Some of the variation in health utilization and spending is undoubtedly due to different physician practice styles.  A new paper attempts to understand the effect of those practice style differences on patient outcomes and health.   (NBER Paper)   Variations in spending could be due to legitimate differences in patients’ medical needs or to supply side factors, like physician practice patterns, which in turn could be driven by training, beliefs about what constitutes the best medical care or responses to financial incentives.  Different policy responses would be needed to address each of those drivers.  Previous research has suggested that roughly half of variation might be due to supply side factors, specifically practice pattern differences.   But there has been little detailed research on practice styles for primary care physicians, who often control much of the total medical care a patient receives.  In the current paper the authors use the case of exits of primary care providers from the Medicare program or relocation of their primary practice area, to identify potential changes in the care patients received when they switched to a new physician.  195,000 patients from 2007 to 2013 who changed primary care doctors were used for the paper.  There were about 381,000 primary care doctors in the data set and around 27,000 relocated and 22,000 retired during the study period.  Average annual spending for the beneficiaries who ended up in the data set was $11,634 and the patients made an average of 8.1 office visits a year.

Physicians practice styles were categorized by 13 different measures, including health spending, utilization and delivery of low and high quality care.  As examples of low quality care the researchers used ER visits and ambulatory care sensitive hospitalizations.  As examples of high-quality care, flu vaccinations and consistency with guidelines for care of patients with diabetes were used.  The authors’ basic finding is that a new primary care physician creates an immediate impact on utilization and that effect appears to persist for at least 6 years.  As a general example, a patient who switches to a primary care doctor with a $100 higher physician-spending intensity sees their own spending on physician services increase by an average of $54 after the switch.  There is a similar, but smaller impact on total health spending.  For each additional $100 in total health care spending by the primary care doctor switched to, the new patient experiences a $48 increase in spending in the first year, but that declines to $31 in later years.  This suggests that practice style affects physician spending more than spending in other categories.  The effect appears strongest in physician and outpatient spending and lower for drug, inpatient and post-acute spending, although still significant at around $30 to $40.  The effect was similar for raw utilization measures, as a patient’s office visits increased substantially when switching to a doctor who patients had more visits.  The number of conditions diagnosed also increases.

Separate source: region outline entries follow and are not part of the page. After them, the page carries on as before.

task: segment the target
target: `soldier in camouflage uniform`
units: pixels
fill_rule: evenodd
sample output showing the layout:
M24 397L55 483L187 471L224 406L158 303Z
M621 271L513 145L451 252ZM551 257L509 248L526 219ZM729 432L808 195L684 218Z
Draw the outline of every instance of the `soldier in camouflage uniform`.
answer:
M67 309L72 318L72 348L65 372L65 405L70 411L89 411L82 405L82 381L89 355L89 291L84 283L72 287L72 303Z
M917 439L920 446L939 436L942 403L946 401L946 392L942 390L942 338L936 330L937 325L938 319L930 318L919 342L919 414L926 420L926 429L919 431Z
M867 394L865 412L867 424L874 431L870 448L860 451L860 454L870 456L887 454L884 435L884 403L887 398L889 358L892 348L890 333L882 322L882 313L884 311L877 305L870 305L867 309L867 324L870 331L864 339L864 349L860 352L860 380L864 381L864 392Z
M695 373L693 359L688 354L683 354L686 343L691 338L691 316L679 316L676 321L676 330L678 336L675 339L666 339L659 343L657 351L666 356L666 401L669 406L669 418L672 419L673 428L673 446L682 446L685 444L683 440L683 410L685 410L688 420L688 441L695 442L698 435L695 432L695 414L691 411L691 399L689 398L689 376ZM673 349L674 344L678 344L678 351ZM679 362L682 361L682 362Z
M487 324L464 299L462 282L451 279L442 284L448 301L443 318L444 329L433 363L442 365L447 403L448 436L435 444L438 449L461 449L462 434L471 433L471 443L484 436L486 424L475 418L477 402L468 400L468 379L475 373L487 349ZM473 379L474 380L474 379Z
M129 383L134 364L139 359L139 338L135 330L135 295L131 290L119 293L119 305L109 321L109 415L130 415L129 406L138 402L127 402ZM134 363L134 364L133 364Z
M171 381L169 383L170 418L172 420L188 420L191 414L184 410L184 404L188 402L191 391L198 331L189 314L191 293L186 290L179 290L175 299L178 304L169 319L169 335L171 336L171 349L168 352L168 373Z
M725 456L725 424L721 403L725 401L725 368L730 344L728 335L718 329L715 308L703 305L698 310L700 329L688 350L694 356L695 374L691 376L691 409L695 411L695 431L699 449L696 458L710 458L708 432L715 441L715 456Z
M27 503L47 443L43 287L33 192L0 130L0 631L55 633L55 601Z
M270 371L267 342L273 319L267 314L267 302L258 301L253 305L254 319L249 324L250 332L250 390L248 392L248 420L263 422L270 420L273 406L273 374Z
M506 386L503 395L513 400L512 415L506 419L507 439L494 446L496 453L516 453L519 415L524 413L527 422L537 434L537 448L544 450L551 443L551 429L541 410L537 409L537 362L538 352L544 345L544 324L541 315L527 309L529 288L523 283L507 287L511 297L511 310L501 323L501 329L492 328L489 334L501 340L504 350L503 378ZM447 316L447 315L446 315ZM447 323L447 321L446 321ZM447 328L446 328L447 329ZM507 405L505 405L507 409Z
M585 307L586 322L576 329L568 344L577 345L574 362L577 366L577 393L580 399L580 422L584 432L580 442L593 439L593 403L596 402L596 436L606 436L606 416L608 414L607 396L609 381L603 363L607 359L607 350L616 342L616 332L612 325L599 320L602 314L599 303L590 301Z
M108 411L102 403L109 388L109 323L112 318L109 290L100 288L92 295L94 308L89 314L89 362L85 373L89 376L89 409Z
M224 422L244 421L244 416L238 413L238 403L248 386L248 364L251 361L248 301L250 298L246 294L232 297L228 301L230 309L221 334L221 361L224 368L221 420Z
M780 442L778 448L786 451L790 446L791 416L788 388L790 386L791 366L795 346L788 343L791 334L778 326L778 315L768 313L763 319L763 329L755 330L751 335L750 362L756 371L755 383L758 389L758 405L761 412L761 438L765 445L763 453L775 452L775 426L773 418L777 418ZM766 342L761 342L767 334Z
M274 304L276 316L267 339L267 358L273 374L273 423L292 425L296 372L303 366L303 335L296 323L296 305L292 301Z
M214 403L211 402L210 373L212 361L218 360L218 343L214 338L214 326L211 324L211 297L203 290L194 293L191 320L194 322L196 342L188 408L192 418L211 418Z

The change in physicians can have quality implications as well.  For example, switching to a doctor with a 10 percentage point higher flu vaccination rate results in a 6 percentage point greater likelihood that the patient will get a vaccination.  And switching to a physician with higher numbers of ER visits and avoidable hospitalizations means the patients who switch are more likely to experience those events.  More change occurred for patients switching to providers in the same primary care practice than to a doctor in a completely different practice.  So overall, this study is consistent with the idea that practice styles can strongly affect health care utilization, spending and quality.  Identifying doctors with more intensive styles and providing educational interventions and financial incentives may help reduce variation and spending.  It should be noted that this study included only fee-for-service Medicare beneficiaries.  I strongly suspect that we would see different results for Medicare Advantage enrollees and we would see different results for certain primary care provider groups that are focused on at-risk Medicare Advantage patients or are in accountable care organizations.